The total cost for filing a civil action in this court is $400.00 (consisting of the civil filing fee of $350.00, see 28 U.S.C. § 1914(a), and an administrative fee of $50.00).
A "certified" IFP Application is one on which the Certificate portion has been completed and signed by an appropriate official at the plaintiff's facility. The Certificate portion provides information regarding funds and/or securities held on account to the inmate's credit over the preceding six months. Local Rule 5.4 also provides, in pertinent part, that, if the prisoner fails to fully comply with the above-described requirements after being informed by Court order of what is required, "the Court shall dismiss the action." N.D.N.Y.L.R. 5.4(b)(2)(A).
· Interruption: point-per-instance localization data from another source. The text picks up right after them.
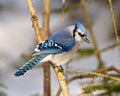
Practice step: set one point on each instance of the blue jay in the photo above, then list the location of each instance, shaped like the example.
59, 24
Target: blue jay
58, 49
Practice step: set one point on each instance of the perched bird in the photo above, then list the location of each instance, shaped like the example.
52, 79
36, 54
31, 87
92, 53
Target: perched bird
58, 48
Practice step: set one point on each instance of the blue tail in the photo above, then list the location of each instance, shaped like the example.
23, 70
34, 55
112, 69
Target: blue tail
29, 65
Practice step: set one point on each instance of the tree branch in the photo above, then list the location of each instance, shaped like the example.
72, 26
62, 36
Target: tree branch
61, 79
34, 19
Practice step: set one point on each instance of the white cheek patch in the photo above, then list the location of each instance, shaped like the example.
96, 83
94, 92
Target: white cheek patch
77, 37
37, 50
79, 31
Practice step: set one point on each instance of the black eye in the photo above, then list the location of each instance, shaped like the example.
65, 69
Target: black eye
82, 35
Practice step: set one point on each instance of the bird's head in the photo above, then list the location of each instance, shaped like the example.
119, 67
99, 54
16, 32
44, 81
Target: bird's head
80, 33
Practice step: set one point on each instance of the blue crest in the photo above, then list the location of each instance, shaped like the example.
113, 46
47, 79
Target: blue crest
81, 27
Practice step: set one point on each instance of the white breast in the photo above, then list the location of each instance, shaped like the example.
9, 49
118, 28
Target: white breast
61, 58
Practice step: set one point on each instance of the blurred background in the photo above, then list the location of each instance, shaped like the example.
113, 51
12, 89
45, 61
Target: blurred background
17, 42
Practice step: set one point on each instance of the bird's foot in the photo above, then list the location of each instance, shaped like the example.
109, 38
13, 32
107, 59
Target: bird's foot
61, 69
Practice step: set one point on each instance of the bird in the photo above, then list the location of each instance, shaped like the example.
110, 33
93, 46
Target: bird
58, 48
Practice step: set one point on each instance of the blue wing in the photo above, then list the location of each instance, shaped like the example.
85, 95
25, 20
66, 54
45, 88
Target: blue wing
59, 42
48, 47
64, 39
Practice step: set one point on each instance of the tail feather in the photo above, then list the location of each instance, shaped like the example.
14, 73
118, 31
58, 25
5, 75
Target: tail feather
29, 65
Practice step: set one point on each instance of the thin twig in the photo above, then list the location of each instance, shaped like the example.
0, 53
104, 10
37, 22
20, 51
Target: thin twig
34, 18
63, 7
61, 79
87, 19
114, 23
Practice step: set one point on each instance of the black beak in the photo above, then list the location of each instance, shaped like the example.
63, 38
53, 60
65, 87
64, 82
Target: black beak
86, 39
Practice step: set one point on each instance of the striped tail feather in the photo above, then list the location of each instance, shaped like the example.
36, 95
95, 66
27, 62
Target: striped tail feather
29, 65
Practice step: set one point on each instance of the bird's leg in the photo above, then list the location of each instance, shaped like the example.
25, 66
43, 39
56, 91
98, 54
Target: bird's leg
61, 69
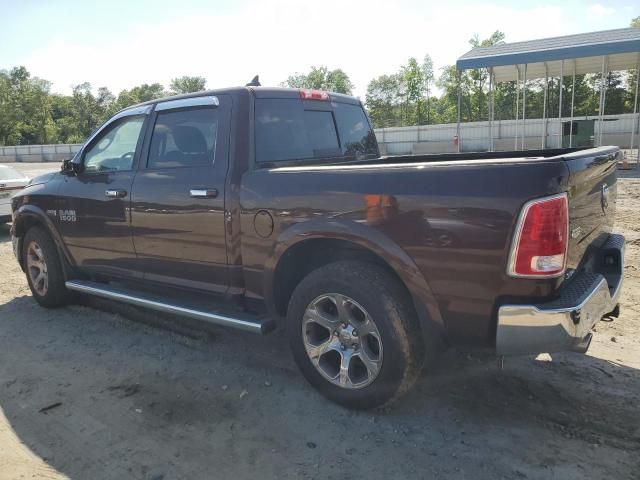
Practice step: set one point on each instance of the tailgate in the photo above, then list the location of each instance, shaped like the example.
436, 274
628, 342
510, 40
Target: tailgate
592, 198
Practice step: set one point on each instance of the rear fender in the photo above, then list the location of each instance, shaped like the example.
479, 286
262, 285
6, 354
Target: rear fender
365, 237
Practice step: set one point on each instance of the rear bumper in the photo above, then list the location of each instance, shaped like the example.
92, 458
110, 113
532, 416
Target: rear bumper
565, 323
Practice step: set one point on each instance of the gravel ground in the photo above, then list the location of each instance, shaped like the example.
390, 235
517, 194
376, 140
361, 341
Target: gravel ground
131, 395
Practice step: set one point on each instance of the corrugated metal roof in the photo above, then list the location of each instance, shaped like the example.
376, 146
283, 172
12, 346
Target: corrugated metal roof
593, 44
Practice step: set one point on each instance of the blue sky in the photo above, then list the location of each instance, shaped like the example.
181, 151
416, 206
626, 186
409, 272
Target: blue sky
119, 44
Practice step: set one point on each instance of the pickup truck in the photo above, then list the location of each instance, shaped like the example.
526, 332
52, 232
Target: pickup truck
271, 209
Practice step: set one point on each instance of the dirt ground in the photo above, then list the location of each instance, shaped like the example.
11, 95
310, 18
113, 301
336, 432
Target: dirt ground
133, 396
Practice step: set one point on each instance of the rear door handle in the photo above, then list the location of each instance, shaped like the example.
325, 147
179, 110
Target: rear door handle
203, 192
115, 193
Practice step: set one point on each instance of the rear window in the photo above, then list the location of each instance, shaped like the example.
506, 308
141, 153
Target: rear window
8, 173
286, 131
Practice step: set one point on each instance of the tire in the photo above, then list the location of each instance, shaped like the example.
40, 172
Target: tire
39, 254
393, 345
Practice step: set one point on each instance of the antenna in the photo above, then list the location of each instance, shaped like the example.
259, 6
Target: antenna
255, 82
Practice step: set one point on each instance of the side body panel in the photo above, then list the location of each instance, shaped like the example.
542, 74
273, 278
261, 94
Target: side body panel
452, 220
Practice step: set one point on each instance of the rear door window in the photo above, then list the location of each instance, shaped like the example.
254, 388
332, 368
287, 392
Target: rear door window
184, 138
286, 131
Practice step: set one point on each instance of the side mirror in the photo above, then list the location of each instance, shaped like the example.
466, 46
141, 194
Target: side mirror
69, 167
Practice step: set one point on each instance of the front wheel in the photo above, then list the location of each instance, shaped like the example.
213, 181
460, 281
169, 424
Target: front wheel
354, 334
43, 268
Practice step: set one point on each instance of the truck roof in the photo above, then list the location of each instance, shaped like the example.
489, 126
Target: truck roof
259, 92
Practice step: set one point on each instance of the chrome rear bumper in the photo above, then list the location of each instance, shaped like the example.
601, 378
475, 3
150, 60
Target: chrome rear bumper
565, 323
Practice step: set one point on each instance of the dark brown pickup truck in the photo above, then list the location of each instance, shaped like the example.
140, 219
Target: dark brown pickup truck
259, 208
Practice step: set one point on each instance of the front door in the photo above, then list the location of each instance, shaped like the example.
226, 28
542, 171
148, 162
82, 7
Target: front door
178, 209
93, 210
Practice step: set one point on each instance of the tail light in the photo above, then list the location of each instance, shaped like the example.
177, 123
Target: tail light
307, 94
539, 246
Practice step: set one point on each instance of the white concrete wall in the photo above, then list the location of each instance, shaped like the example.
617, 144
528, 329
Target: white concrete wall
38, 153
474, 136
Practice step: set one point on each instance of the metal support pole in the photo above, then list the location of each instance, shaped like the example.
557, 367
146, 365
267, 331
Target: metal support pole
544, 107
604, 97
515, 145
573, 97
635, 109
524, 105
491, 109
560, 104
601, 103
458, 120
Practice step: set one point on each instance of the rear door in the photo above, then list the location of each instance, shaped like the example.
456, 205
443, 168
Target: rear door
178, 206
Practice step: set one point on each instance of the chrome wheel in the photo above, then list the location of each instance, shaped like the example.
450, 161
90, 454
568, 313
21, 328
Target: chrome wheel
342, 341
37, 269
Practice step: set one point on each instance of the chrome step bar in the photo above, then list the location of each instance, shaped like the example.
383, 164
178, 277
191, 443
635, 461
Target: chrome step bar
243, 322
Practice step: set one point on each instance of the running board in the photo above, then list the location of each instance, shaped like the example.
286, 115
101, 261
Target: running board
241, 321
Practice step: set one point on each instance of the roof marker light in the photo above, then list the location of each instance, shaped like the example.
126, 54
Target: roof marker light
308, 94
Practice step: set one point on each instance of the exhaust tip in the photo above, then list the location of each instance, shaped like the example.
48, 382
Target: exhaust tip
583, 346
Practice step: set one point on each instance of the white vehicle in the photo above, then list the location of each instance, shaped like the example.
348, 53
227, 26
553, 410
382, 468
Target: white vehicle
10, 182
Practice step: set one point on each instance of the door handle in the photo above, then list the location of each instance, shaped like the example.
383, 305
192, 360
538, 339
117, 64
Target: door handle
115, 193
203, 192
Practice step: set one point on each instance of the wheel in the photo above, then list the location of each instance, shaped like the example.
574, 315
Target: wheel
354, 334
43, 269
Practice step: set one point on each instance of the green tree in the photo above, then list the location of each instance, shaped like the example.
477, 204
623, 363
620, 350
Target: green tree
383, 100
187, 84
321, 78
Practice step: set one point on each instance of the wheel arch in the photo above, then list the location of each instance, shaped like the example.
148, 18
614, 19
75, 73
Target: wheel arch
29, 216
297, 253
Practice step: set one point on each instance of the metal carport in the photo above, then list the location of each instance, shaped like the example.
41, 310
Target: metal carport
573, 55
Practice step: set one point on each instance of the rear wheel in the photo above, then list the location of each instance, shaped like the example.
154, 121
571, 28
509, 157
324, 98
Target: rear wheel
43, 269
354, 334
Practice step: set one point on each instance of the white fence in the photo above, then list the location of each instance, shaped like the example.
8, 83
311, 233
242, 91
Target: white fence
38, 153
474, 136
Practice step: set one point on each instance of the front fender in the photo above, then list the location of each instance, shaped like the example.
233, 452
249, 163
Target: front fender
364, 236
27, 215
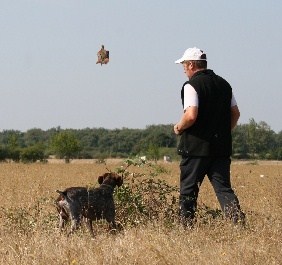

When a civil action is commenced by a prisoner, additional restrictions are imposed by the PLRA. One such requirement is set forth in 28 U.S.C. § 1915(b)(1), which states that, "if a prisoner brings a civil action or files an appeal in forma pauperis, the prisoner shall be required to pay the full amount of a filing fee." 28 U.S.C. § 1915(b)(1). In accordance with the statute, the filing fee is paid over time from funds available in the plaintiff's prison account. In furtherance of this requirement, the Northern District of New York requires all inmates to submit, in addition to a fully completed, certified IFP Application, the authorization form issued by the Clerk's Office. See N.D.N.Y.L.R. 5.4(b). The inmate authorization form authorizes periodic withdrawals in respect of the filing fee and acknowledges the inmate plaintiff's obligation to pay the entire $350.00 filing fee "regardless of the outcome of my lawsuit."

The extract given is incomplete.